No ano passado, um representante dos mineiros encaminhou à Justiça do Chile pedido de indenização por danos e prejuízos no valor total de US$ 7,7 milhões. A ação é movida contra o governo do presidente chileno, Sebastián Piñera, mas ainda não foi julgada.

Em 2010, as autoridades chilenas pediram ajuda à Nasa, agência espacial dos Estados Unidos, para resgatar os 33 mineiros que ficaram soterrados depois do desmoronamento na mina onde trabalhavam.

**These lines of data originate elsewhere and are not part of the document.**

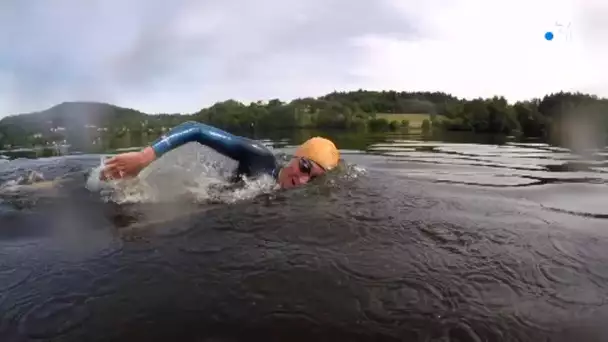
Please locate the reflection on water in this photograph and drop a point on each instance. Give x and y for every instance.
(413, 238)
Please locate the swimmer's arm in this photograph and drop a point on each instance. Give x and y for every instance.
(230, 145)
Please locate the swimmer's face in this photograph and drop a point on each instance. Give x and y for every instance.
(299, 171)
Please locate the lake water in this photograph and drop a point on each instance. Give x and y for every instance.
(450, 238)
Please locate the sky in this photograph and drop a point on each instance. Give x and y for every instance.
(174, 56)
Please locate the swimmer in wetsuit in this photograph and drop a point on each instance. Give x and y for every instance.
(313, 158)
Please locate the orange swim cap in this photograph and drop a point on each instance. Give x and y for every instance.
(320, 150)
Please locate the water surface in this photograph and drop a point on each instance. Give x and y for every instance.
(411, 240)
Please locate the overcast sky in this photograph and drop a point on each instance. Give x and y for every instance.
(183, 55)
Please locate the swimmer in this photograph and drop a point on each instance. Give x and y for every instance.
(312, 159)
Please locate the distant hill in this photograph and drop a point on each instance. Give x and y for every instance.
(73, 115)
(77, 122)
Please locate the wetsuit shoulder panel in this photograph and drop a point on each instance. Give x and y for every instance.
(253, 157)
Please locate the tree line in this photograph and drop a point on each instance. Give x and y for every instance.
(85, 123)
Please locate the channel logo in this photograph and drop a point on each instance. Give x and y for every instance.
(560, 31)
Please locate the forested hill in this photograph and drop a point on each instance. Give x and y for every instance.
(83, 122)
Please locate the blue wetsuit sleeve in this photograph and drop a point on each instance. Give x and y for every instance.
(253, 157)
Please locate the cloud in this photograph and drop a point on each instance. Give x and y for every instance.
(180, 56)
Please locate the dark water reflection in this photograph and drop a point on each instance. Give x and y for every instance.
(417, 240)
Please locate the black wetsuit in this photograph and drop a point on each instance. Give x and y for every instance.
(254, 159)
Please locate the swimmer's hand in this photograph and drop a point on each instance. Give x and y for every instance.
(127, 164)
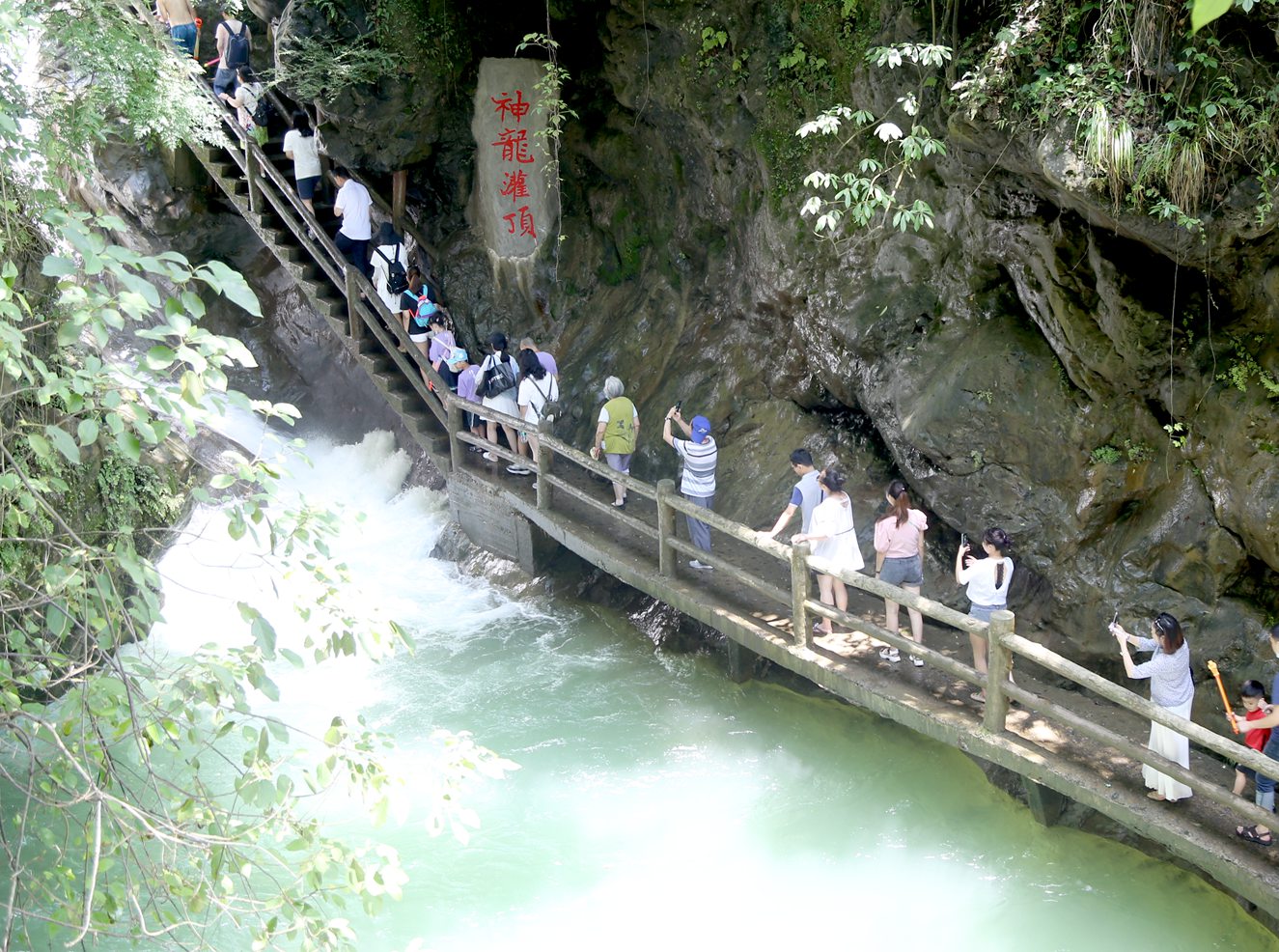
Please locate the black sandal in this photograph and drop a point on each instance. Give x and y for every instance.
(1251, 834)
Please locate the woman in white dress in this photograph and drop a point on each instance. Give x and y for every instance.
(503, 402)
(987, 582)
(835, 536)
(302, 146)
(536, 389)
(1171, 687)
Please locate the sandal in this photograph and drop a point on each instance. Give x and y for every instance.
(1251, 834)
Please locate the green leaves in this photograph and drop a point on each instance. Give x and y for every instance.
(1204, 12)
(886, 165)
(229, 283)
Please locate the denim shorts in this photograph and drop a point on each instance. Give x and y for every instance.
(983, 612)
(307, 185)
(907, 570)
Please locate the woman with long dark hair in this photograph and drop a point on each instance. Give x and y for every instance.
(500, 368)
(1172, 688)
(302, 146)
(536, 389)
(835, 536)
(900, 561)
(987, 582)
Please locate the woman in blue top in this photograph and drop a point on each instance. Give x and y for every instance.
(1172, 688)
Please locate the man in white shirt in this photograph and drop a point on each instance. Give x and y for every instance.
(235, 42)
(805, 496)
(354, 208)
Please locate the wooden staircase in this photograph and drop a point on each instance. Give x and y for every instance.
(259, 183)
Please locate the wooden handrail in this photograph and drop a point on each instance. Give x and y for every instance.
(1117, 693)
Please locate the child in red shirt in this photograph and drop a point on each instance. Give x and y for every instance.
(1252, 695)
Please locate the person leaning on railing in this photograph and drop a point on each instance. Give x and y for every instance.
(617, 434)
(1265, 786)
(987, 582)
(835, 539)
(1172, 688)
(900, 561)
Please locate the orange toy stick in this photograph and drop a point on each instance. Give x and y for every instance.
(1229, 711)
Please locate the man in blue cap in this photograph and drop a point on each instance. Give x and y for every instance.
(697, 484)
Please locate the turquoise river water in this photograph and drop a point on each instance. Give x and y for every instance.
(657, 803)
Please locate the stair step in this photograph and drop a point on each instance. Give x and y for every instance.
(330, 309)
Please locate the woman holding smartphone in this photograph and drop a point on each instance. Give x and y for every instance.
(987, 582)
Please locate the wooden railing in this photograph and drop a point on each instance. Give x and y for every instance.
(369, 315)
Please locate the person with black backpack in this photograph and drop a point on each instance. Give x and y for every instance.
(498, 378)
(390, 271)
(235, 42)
(252, 107)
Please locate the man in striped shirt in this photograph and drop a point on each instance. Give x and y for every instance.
(697, 485)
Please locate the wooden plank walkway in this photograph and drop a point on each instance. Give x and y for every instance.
(1085, 743)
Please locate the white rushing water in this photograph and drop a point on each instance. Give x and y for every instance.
(659, 803)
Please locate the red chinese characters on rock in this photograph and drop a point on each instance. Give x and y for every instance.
(513, 142)
(526, 221)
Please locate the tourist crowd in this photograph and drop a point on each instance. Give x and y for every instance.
(526, 385)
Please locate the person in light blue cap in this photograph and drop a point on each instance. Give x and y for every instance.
(697, 484)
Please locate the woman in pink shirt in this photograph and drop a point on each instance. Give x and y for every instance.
(900, 559)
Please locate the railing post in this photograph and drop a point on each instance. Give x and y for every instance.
(801, 590)
(545, 491)
(665, 527)
(1000, 667)
(457, 424)
(400, 197)
(252, 174)
(357, 325)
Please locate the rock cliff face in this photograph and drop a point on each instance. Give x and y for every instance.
(1018, 364)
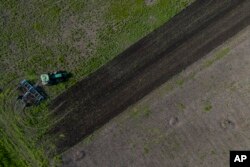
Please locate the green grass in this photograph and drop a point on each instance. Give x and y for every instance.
(79, 36)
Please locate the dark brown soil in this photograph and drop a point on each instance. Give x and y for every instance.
(144, 66)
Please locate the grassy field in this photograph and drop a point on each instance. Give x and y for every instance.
(77, 36)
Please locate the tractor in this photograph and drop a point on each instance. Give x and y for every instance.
(54, 78)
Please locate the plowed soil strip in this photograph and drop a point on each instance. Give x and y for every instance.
(144, 66)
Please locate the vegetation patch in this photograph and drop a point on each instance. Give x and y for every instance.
(77, 36)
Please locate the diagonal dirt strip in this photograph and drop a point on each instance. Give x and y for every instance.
(145, 66)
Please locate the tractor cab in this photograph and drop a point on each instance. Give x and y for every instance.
(54, 78)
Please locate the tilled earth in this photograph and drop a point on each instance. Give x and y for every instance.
(192, 120)
(140, 69)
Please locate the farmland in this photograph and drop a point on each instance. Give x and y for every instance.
(78, 36)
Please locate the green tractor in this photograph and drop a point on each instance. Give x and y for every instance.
(54, 78)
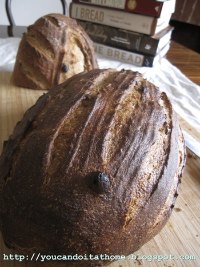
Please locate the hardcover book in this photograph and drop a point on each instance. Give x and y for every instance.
(145, 7)
(129, 57)
(127, 40)
(119, 19)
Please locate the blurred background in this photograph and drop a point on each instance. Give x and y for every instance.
(186, 18)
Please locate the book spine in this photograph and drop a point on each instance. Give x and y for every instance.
(118, 19)
(118, 38)
(144, 7)
(123, 56)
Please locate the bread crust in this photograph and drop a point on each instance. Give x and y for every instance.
(111, 122)
(54, 48)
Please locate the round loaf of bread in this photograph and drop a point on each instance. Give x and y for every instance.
(54, 48)
(92, 168)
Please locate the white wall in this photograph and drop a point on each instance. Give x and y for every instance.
(26, 12)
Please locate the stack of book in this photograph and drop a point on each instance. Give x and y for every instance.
(132, 31)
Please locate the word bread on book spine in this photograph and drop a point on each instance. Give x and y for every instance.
(119, 19)
(145, 7)
(127, 40)
(123, 55)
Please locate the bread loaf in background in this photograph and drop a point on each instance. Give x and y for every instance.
(54, 48)
(92, 168)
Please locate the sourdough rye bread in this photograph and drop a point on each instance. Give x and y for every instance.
(92, 168)
(54, 48)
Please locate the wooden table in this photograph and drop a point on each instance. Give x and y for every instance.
(180, 238)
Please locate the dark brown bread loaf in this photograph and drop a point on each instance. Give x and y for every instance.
(54, 48)
(93, 167)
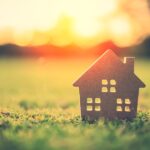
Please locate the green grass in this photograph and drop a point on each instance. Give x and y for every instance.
(39, 109)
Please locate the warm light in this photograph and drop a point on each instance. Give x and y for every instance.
(80, 22)
(87, 28)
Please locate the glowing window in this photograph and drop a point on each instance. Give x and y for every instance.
(119, 108)
(119, 101)
(127, 101)
(127, 109)
(89, 108)
(97, 108)
(97, 100)
(104, 82)
(112, 82)
(104, 89)
(89, 100)
(113, 90)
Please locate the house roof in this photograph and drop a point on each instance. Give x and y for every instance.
(108, 57)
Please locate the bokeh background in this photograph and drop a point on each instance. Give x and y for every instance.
(45, 45)
(74, 28)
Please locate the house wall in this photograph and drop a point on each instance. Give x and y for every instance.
(92, 89)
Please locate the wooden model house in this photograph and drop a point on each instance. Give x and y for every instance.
(109, 88)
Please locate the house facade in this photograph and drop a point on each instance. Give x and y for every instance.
(109, 88)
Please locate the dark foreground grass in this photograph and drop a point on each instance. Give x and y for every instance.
(39, 110)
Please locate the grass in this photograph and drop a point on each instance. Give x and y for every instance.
(39, 109)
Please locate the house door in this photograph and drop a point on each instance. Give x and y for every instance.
(108, 107)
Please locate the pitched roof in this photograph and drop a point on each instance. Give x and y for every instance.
(107, 57)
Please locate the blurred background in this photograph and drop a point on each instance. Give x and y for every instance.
(45, 45)
(74, 28)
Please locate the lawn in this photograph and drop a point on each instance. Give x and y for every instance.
(39, 109)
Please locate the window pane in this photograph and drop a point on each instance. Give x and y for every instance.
(119, 101)
(97, 108)
(97, 100)
(119, 108)
(112, 82)
(104, 82)
(127, 109)
(89, 100)
(89, 108)
(127, 101)
(104, 89)
(113, 90)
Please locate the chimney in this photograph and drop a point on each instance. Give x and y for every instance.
(129, 62)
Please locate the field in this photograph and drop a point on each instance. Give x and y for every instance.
(39, 109)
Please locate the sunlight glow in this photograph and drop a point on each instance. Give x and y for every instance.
(64, 22)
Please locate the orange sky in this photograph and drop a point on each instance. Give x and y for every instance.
(80, 22)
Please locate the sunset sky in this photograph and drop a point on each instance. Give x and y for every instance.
(80, 22)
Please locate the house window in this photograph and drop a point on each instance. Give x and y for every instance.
(123, 105)
(93, 104)
(108, 86)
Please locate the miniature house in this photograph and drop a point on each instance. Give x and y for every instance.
(109, 89)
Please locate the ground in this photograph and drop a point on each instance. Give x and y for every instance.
(39, 109)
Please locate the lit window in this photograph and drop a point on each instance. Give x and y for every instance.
(97, 100)
(97, 108)
(89, 100)
(108, 86)
(113, 90)
(119, 101)
(93, 104)
(127, 101)
(104, 82)
(112, 82)
(89, 108)
(127, 109)
(104, 89)
(119, 108)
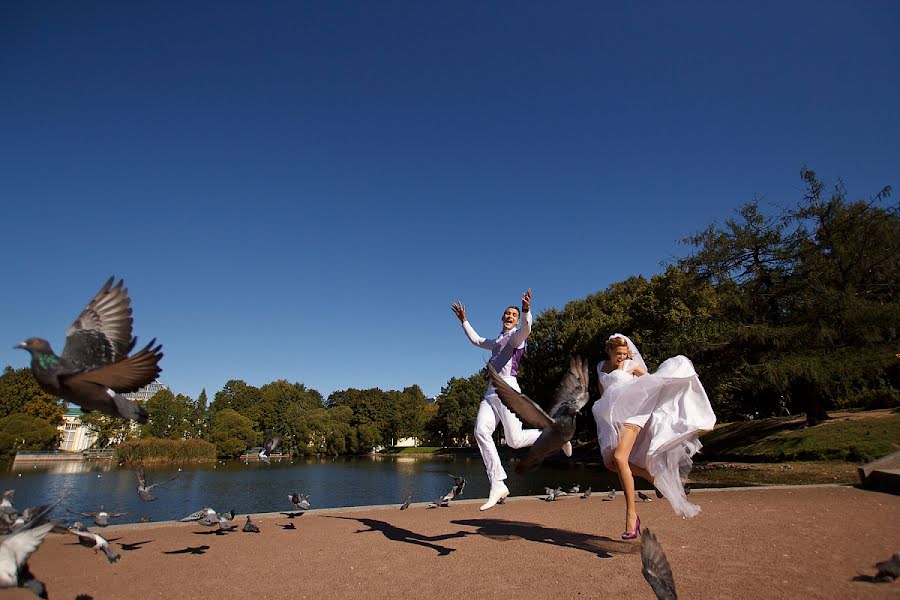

Não há informações oficiais sobre o custo total da operação, mas a estimativa é que o governo chileno gastou em torno de US$ 22 milhões. O esquema de resgate foi cuidadosamente estudado por autoridades chilenas, norte-americanas e mexicanas.

No resgate, todos os mineiros soterrados foram salvos. A operação durou cerca de 48 horas e foi transmitida ao vivo do Chile para o restante do mundo. Líderes internacionais, inclusive o ex-presidente Luiz Inácio Lula da Silva, parabenizaram Piñera pela ação.

O acidente, porém, abriu um debate internacional sobre a segurança nas minas. O diretor-geral da Organização Internacional do Trabalho (OIT), Juan Somavia, elogiou o resgate, mas advertiu que os mineiros do Chile foram vítimas da falta de segurança adequada no local em que trabalhavam. Segundo ele, é constante o risco nos ambientes de trabalho. O setor de mineração envolve 1% da mão de obra no mundo.